By 2018, Mr Anwar said, the PEF would provide free educational opportunities to four million out-of-school children. He asked private schools to lend a helping hand in promoting the light of knowledge and open the doors of their institutions to the poor children.

Society for Advancement of Education Executive Director Abbas Rashid said strong political will, planning and resource mobilisation was needed to implement Article 25-A to provide free and compulsory education access to children between 5-16 years of age.

He said the government needed to express its commitment towards providing quality education to children to develop an educated and prosperous Pakistan. Besides ensuring access, Mr Rashid said, providing quality education to children was equally challenging task for any government. “Access to education without quality does not really contribute to the society,” he added.

Jamaat-i-Islami’s Waqas Jafri said the ultimate responsibility of delivering education rested with the government. He said the people in Pakistan were facing an education emergency, which depicted the failure of the state.

Currently, he said, only two-thirds of primary school age children were enrolled in schools in Punjab and among those who attend, almost half of them drop out before completing primary level education. According to official figures, he claimed, the drop-out rate at primary level in Punjab was higher than that in Khyber Pakhtunkhawa.

With elections around the corner, lawyer Rafay Alam said, people must remind the candidates of their responsibilities. He said people were entitled to ask them what they had plans to do to improve literacy and education in Pakistan.

Alif Ailaan’s Imran Khan also spoke on the occasion. Parents, teachers, civil society activists and political representatives were present on the occasion.

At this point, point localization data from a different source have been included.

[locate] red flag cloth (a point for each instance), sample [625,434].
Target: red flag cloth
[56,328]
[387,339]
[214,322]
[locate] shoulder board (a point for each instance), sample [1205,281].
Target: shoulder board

Speakers also called upon political parties to express will and commitment to make education priority – in true sense of the word. They demanded that Article 25-A of the 18th Amendment with regard to fundamental right of free and compulsory education for 5-16 years of age children should be implemented through legislation as early as possible.

Speakers said the Islamabad Capital Territory and the Sindh governments had enacted RTE legislation, while the Punjab government could not come up with a legislation to implement Article 25-A.